In the national tender, Rivatex is looking for companies that will partner with local firms.
The tender that closes on September 2 has also requested ginnery operators to provide proof of annual cotton lint output of 10,000 tonnes by providing production reports for the past two years.
“The ginner must be financially sound with liquid asset of at least Sh500 million, own or have active leases for prime mover trucks and must provide samples for testing,” it says.
The Moi University-owned Rivatex was reopened last June after a decade-long closure. Kenya and Indian government sank Sh5 billion in its revival.
Once fully operational, it is expected to generate 3,000 direct and 10,000 indirect jobs, processing 10,000 bales against a projected capacity of 100,000 bales a day that translate to 40,000 metres of linen daily.
The development restores farmer aspirations of growing cotton as a major cash crop.
Last year, 62 farmer societies sold 12,000 tonnes of cotton with an unknown amount of cotton lint imported from neighbouring countries.
Local garment makers heavily rely on imported material that saw them spend Sh4 billion last year up from Sh2.7 billion in 2017.
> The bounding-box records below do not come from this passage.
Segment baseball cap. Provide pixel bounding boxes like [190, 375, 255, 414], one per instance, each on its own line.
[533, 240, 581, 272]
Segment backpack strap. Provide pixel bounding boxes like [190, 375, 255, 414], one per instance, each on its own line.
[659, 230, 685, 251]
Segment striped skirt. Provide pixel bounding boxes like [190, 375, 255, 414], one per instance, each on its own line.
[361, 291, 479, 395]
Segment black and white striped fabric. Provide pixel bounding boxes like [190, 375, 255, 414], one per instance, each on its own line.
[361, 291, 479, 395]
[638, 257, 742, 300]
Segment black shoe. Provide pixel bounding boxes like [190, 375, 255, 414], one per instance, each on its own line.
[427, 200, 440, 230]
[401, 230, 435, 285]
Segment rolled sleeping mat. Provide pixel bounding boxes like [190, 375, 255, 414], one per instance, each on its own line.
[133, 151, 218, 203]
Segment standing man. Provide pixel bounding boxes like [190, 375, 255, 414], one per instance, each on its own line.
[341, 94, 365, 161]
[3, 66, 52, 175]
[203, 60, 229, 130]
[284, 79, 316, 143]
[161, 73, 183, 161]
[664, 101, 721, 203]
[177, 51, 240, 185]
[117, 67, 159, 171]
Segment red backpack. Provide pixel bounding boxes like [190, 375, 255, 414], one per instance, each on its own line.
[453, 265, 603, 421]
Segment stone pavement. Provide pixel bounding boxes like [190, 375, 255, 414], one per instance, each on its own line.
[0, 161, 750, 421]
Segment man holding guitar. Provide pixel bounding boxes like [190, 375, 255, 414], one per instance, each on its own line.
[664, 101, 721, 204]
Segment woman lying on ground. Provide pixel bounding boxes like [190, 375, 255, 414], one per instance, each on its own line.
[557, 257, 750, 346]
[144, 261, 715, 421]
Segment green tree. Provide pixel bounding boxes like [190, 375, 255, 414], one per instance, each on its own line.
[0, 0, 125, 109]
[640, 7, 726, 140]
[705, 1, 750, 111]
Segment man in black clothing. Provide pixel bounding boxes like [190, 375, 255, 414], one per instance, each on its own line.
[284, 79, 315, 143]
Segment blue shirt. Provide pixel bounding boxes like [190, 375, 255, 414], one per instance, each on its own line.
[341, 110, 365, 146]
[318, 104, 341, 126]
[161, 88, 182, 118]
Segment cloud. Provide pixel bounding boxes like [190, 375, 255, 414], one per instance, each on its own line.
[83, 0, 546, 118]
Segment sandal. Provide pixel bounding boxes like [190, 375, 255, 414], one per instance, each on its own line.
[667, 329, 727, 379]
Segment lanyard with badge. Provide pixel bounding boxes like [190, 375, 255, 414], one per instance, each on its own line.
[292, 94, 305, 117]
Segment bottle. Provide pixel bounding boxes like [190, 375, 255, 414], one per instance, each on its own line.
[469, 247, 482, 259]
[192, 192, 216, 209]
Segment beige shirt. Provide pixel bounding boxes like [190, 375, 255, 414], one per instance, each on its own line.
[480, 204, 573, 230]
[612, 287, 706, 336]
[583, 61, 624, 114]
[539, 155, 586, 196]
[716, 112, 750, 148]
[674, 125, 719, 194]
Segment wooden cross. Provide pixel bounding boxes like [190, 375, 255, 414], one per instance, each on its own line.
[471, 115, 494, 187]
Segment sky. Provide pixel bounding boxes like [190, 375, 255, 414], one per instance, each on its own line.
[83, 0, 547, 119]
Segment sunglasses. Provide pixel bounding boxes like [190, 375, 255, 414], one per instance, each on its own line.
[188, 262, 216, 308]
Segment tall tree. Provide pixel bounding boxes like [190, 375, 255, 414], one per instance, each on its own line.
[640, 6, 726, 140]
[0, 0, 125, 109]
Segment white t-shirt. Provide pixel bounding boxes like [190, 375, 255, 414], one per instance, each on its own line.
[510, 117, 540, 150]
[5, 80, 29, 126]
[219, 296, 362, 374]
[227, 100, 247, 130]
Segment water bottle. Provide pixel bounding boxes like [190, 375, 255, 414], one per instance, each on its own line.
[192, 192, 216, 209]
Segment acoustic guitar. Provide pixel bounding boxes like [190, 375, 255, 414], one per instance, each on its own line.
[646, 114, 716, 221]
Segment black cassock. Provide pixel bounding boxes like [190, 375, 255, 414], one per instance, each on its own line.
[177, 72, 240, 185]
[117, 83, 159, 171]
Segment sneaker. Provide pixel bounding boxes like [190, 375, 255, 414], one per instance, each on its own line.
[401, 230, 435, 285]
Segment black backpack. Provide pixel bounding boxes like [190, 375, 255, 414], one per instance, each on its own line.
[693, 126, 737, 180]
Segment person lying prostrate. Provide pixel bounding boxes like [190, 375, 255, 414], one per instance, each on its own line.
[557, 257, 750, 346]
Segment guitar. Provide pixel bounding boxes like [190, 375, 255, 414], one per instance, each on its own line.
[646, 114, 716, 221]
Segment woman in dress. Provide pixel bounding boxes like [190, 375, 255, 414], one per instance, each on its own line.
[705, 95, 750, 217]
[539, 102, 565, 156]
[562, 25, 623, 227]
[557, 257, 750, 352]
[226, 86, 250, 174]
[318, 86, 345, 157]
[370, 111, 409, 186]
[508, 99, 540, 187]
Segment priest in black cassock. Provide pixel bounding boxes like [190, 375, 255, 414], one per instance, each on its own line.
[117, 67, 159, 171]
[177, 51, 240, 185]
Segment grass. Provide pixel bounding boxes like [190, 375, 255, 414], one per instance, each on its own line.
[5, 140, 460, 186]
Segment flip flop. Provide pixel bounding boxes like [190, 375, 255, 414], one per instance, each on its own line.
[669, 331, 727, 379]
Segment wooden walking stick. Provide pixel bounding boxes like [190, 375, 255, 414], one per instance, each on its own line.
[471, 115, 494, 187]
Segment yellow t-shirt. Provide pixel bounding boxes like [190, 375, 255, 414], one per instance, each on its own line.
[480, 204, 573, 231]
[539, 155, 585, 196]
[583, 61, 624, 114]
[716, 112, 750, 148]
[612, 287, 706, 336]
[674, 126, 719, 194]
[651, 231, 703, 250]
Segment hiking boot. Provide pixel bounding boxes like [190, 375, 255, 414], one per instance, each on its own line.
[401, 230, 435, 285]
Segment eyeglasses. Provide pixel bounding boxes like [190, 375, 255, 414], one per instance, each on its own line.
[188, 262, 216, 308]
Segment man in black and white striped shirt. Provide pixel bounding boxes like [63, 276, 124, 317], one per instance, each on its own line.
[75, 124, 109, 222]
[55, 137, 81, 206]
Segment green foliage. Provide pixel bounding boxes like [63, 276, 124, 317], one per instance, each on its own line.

Demand for textile is set for growth with Kitui County opening a garment-making factory for civil servant and school uniforms, creating a robust competition for foreign firsms that have traditionally made clothes for the disciplined forces.
The factory, wholly owned by Kitui county government, made 2,804 uniform sets, including ceremonial gear. National Youth Service is also making the new police uniform.
Textile firms based at Export Processing Zones (EPZ) and privately owned garment factories also generate demand for textiles that has been traditionally been imported.